No material change in demand; expect 8-10% volume growth
According to the management, demand conditions have not changed materially over the last six months. Early signs of pick-up in urban demand, which the management had alluded to during the 3QFY14 Conference Call, are still evident. If there is no further worsening of the macro environment, we believe Dabur should sustain its 8-10% volume growth band in FY15.
Project CORE: Doubling urban chemist reach
Dabur has launched Project CORE (Chemist Outlet & Range Expansion) to drive penetration of its Healthcare portfolio in urban chemist outlets. It intends to more than double its reach to 75k outlets. We draw comfort from Dabur's superior execution of Project DOUBLE, where it more than doubled its rural reach in two years without diluting margins.
Focus areas for FY15: F&B, Healthcare and Hair Care
We expect Dabur to focus on Food & Beverages (F&B), Healthcare and Hair Care in FY15. We expect new launches/renovations in these categories. Dabur is test-launching Milk Shakes and Drinking Yoghurt; one of these could see national rollout in FY15, in our view.
Mix improvement to drive up margins
We expect gross margin to expand 100bp in FY15, driven by portfolio mix improvement coupled with annual price hikes of 4-5%. However, the gross margin expansion is unlikely to flow through to operating margin in entirety, as we expect Dabur to remain competitive on ad spends to support new launches. We build in 70bp operating margin expansion in FY15.

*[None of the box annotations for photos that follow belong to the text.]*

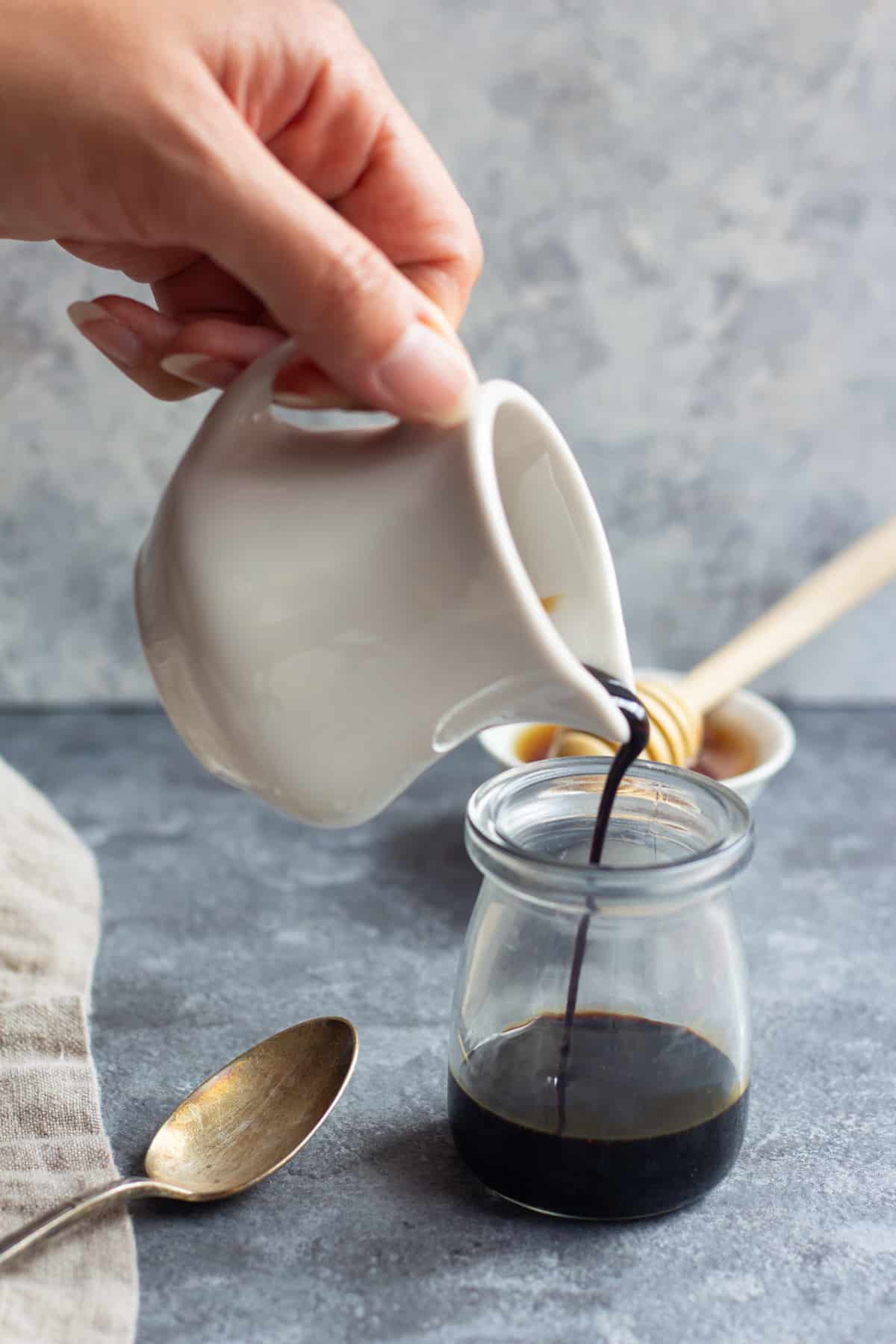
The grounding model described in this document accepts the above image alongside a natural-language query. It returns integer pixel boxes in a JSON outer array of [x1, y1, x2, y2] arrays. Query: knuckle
[[323, 238, 392, 321]]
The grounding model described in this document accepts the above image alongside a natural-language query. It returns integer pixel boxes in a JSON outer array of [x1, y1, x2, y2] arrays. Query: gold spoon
[[0, 1018, 358, 1265]]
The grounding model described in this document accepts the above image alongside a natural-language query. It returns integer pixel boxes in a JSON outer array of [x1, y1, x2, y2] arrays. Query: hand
[[0, 0, 481, 422]]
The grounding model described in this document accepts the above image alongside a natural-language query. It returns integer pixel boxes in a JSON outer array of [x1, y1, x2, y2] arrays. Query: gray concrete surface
[[0, 0, 896, 702], [0, 709, 896, 1344]]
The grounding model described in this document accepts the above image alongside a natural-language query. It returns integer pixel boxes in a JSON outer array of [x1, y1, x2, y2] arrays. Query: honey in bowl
[[513, 709, 758, 781]]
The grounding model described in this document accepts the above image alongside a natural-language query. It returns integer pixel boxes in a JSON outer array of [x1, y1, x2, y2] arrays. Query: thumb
[[193, 117, 476, 425]]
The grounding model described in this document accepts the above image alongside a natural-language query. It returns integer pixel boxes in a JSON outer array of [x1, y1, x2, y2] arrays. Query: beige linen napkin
[[0, 761, 137, 1344]]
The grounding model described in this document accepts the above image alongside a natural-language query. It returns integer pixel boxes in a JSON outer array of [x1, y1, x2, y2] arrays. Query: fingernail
[[273, 393, 321, 411], [160, 355, 243, 387], [375, 323, 476, 425], [66, 302, 146, 368]]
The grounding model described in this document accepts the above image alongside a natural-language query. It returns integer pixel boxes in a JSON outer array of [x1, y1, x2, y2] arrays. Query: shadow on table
[[378, 812, 481, 933]]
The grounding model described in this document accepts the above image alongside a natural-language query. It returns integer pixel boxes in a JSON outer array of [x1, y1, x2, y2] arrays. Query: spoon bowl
[[145, 1018, 358, 1200], [0, 1018, 358, 1265]]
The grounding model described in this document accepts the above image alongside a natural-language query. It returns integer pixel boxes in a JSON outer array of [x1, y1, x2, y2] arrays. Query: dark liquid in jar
[[449, 1012, 747, 1219], [449, 668, 747, 1219]]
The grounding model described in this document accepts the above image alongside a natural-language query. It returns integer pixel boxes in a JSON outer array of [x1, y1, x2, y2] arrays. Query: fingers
[[187, 90, 476, 423], [269, 56, 482, 326], [69, 294, 361, 410], [69, 297, 199, 402]]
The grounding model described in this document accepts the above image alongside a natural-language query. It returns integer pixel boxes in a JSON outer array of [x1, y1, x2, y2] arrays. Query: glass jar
[[449, 758, 752, 1219]]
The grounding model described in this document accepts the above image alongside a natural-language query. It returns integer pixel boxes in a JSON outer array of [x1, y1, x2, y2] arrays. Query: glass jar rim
[[466, 756, 753, 910]]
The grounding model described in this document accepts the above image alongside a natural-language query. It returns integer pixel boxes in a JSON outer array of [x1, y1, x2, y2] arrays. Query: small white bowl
[[479, 668, 797, 803]]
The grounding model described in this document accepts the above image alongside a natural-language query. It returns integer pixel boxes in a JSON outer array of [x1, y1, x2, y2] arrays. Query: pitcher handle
[[202, 339, 298, 422]]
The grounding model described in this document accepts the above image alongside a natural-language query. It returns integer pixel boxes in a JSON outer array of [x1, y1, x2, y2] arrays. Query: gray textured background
[[0, 0, 896, 702]]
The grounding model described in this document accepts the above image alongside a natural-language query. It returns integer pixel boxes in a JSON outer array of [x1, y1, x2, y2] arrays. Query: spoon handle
[[676, 516, 896, 714], [0, 1176, 167, 1265]]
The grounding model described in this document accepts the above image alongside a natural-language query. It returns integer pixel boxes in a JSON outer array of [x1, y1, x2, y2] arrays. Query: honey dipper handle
[[677, 516, 896, 714]]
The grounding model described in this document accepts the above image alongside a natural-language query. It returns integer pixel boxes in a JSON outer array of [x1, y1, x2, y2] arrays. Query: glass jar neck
[[466, 756, 752, 912]]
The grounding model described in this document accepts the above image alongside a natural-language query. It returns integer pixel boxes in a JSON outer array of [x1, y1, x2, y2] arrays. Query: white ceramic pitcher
[[136, 343, 632, 827]]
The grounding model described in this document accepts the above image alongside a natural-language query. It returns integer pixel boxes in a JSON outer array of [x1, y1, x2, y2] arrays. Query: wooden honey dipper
[[548, 516, 896, 766]]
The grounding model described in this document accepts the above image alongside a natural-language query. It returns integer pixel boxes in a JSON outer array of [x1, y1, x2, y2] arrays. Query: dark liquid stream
[[558, 664, 650, 1134], [449, 668, 748, 1219]]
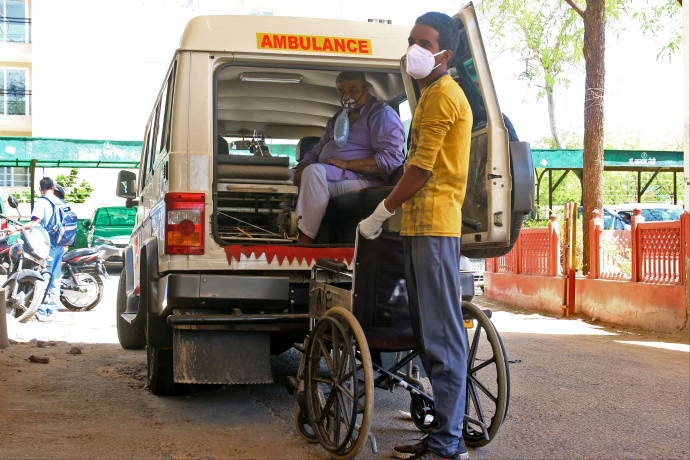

Reiterate Buy, with a target price of INR200
Consistent volume growth with steady margin expansion should drive our expected 19% EPS CAGR over FY14-16. We like the management's strategy of building long-term growth drivers by enhancing distribution reach and driving portfolio innovation. Dabur offers the best volume led earnings growth visibility and remains our top pick in our tier-II consumer coverage. Maintain Buy with a target price of INR200.